Chatbots coming: Virus crisis accelerates call center automation in the Philippines

The current coronavirus crisis is a double edged sword for the call center and business process outsourcing (BPO) industry in the Philippines, with experts saying the business might as well benefit from the coronavirus crisis in the short term, but will not be exempt from a wider-ranging disruption in the medium to long term.

In any case, analyst recommend that the industry, which generates around $25 billion a year in revenues – which translates into close to ten per cent of the Philippine GDP – and employs some 1,3 million people mainly in its hubs in Metro Manila and Cebu City, should be prepared for disruption.

In the short term, the economic carnage the coronavirus caused around the world could lead to an increase in outsourcing activities for back office tasks by global companies in the quest for cost savings.

With regards to workforce expenses, the Philippines would provide from 70 to up to 90 per cent in salary savings as compared to the US, Derek Gallimore, CEO of Outsource Accelerator, a Manila-based special advisory firm focusing on BPO outsourcing, told ABS CBN News.

He said that apart from larger corporations, more and more medium and small enterprises in English-speaking countries badly affected by the pandemic would “likely” look into outsourcing opportunities in the Philippines which would bring the industry a much-needed boost in times of a severe crisis.

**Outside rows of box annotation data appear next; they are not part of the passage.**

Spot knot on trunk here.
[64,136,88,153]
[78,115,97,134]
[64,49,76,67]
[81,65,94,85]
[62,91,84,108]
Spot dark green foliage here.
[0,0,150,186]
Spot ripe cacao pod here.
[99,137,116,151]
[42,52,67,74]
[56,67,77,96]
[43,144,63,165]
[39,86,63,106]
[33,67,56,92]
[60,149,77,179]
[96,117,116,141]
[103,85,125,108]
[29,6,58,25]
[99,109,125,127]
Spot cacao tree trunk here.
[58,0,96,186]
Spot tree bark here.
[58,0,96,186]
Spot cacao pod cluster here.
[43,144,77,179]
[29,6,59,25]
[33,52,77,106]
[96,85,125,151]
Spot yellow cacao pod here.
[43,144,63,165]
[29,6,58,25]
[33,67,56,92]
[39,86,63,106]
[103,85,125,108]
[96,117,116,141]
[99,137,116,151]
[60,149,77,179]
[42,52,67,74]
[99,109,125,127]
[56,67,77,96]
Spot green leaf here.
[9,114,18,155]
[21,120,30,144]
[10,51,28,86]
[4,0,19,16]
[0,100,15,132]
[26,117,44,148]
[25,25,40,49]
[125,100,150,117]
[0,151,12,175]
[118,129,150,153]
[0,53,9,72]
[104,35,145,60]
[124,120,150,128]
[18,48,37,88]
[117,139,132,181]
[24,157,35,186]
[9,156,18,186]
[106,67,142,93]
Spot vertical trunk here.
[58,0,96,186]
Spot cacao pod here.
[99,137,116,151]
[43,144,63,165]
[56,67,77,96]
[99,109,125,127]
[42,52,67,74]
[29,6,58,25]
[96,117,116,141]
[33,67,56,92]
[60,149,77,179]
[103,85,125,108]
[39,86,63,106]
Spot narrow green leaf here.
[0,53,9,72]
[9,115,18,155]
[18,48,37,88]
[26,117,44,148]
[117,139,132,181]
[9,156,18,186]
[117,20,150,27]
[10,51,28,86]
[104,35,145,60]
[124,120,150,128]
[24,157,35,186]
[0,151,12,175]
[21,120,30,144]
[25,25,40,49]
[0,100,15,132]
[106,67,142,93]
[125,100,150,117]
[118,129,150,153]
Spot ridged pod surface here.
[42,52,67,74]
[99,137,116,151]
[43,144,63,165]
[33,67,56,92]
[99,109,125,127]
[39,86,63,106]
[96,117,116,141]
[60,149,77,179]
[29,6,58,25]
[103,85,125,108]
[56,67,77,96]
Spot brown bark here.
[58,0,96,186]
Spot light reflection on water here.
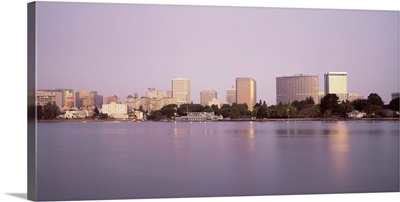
[38,122,399,200]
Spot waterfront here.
[37,121,399,200]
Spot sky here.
[37,2,400,105]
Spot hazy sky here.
[37,2,400,105]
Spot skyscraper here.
[172,77,191,103]
[56,88,75,107]
[226,86,236,105]
[200,90,217,106]
[276,74,319,104]
[324,72,348,102]
[236,77,257,109]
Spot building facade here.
[103,95,121,104]
[101,102,128,118]
[392,92,400,100]
[276,74,319,104]
[236,77,257,110]
[324,72,348,102]
[226,86,236,105]
[36,90,63,109]
[56,88,75,108]
[200,90,217,106]
[172,78,191,104]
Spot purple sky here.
[37,2,400,105]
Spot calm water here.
[37,122,399,200]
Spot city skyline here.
[37,3,399,105]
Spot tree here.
[367,93,383,116]
[305,96,315,105]
[367,93,383,106]
[42,102,61,120]
[336,101,354,117]
[389,98,400,111]
[350,99,368,111]
[93,107,100,116]
[320,94,339,118]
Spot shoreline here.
[35,117,400,123]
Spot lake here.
[37,121,399,200]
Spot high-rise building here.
[200,90,217,106]
[236,77,257,109]
[392,92,400,100]
[36,90,62,109]
[75,90,103,108]
[75,90,90,109]
[172,78,191,103]
[146,88,168,98]
[324,72,348,102]
[226,86,236,105]
[276,74,319,104]
[103,95,121,104]
[56,88,75,108]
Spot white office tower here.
[172,78,191,104]
[324,72,348,102]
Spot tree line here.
[147,93,399,121]
[36,93,399,121]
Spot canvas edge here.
[27,2,37,201]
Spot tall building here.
[324,72,348,102]
[226,86,236,105]
[145,88,168,98]
[36,90,62,109]
[56,88,75,108]
[200,90,217,106]
[392,92,400,100]
[103,95,121,104]
[236,77,257,109]
[101,102,128,118]
[276,74,319,104]
[75,90,90,109]
[75,90,103,109]
[172,78,191,103]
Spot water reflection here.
[325,121,350,184]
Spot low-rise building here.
[101,102,128,118]
[36,90,63,109]
[175,112,222,121]
[347,110,367,119]
[347,93,364,102]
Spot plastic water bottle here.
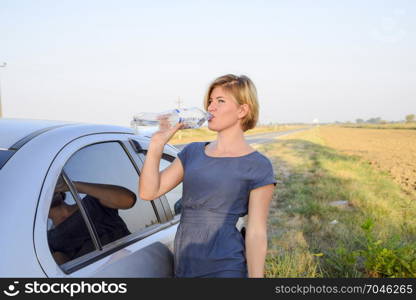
[131,107,212,129]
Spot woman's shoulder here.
[251,150,272,167]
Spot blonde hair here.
[204,74,259,131]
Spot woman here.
[139,74,276,277]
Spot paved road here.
[173,127,312,150]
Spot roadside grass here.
[257,127,416,277]
[169,125,306,145]
[335,122,416,129]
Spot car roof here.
[0,119,76,149]
[0,119,134,150]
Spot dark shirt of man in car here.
[48,182,136,264]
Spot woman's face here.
[207,86,244,131]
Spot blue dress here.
[174,142,276,277]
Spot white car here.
[0,119,182,277]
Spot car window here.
[159,158,182,215]
[48,142,159,260]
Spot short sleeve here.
[249,157,277,190]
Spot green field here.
[257,127,416,277]
[341,122,416,129]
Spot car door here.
[34,134,177,277]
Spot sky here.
[0,0,416,126]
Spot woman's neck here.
[211,123,252,154]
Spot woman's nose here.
[208,102,217,112]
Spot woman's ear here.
[238,104,249,119]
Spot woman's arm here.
[245,184,274,278]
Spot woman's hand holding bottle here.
[151,115,185,146]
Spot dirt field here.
[319,127,416,199]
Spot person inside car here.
[48,176,136,264]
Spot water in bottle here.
[131,107,212,129]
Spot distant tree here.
[406,114,415,123]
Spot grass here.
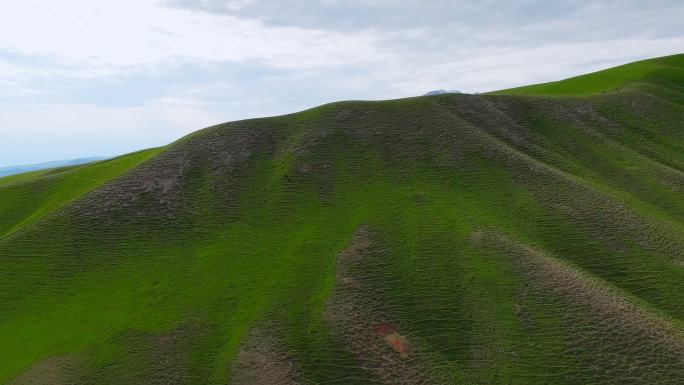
[492,55,684,96]
[0,57,684,384]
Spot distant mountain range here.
[0,55,684,385]
[0,156,107,177]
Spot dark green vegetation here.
[0,55,684,384]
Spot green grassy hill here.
[492,55,684,96]
[0,55,684,385]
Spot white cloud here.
[0,0,684,166]
[0,0,384,76]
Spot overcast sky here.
[0,0,684,166]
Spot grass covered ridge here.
[0,55,684,384]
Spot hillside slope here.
[492,55,684,96]
[0,57,684,384]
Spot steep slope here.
[493,55,684,96]
[0,149,159,237]
[0,55,684,384]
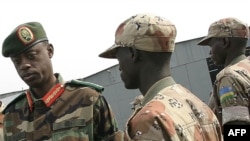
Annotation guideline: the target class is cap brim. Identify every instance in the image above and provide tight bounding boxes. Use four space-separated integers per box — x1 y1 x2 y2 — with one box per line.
197 36 211 46
99 44 120 58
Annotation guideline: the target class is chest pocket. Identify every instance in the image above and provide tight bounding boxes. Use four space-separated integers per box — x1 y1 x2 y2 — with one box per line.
52 119 91 141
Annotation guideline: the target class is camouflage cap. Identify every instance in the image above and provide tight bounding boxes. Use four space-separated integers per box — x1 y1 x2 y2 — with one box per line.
2 22 48 57
198 18 249 46
99 14 177 58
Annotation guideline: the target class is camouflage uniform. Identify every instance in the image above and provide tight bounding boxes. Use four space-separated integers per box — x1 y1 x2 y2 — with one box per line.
126 77 222 141
214 55 250 125
198 18 250 125
99 14 223 141
0 101 5 141
4 75 121 141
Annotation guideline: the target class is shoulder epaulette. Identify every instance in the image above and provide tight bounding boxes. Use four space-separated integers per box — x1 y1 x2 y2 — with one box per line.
65 79 104 93
3 92 26 114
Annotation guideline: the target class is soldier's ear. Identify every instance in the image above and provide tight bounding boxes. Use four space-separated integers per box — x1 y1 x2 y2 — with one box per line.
223 37 230 48
129 47 140 63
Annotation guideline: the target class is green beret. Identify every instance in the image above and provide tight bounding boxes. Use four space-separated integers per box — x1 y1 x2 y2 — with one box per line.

Basic call center services are the first to be replaced by automation

However, experts say that those upticks might be short-lived since the entire BPO industry – like many others – was in disruption due to technological advances, and the coronavirus crisis is just accelerating it.

It will begin with basic call center services where tasks are likely soon to be replaced with purely automated solutions such as chatbots, software-based “conversational agents” using a process known as natural language processing combined with artificial intelligence which could be first used for low-value repetitive tasks that are vulnerable to automation in order to save costs by accelerating the workflow and save expenses for human staff.

This could be a big blow for the Philippine BPO industry since currently up to 60 per cent of customer contact operations at Filipino call centers are such tasks, Shivaji Das, managing director Asia-Pacific and Partner at consultancy Frost & Sullivan, told Nikkei Asian Review.

AI and robotics to take over more complex tasks

The next challenge will be the advance of robot process automation and new artificial intelligence technology for more complex tasks such as processes involving data entry and movement, checking, validation and aggregation which would also reduce human errors.

Other BPO tasks than will likely be taken over by robotic solutions at a higher performance grade and accelerated workflow are, for instance, basic coding, file and data manipulation, formatting, multi-format message creation, user interface manipulation, web data extraction, text mining and pattern matching, uploading and exporting, downloading and importing of data and a number of other data management tasks, as well as customer care automation, e-commerce merchandising automation, currency and exchange rate processing and client reconciliations. There will also be cases where automated decision making will be deployed in certain mid to back office functions.

Change in BPO business model needed

Overall, the BPO industry will have to face the fact that as innovation advances, it will be targeted for processes involving minimum or no human involvement at all. This means that the BPO industry in the long term will have to change its business model and switch to services that cannot (yet) be automated, as there are certainly some tasks that still need the human element.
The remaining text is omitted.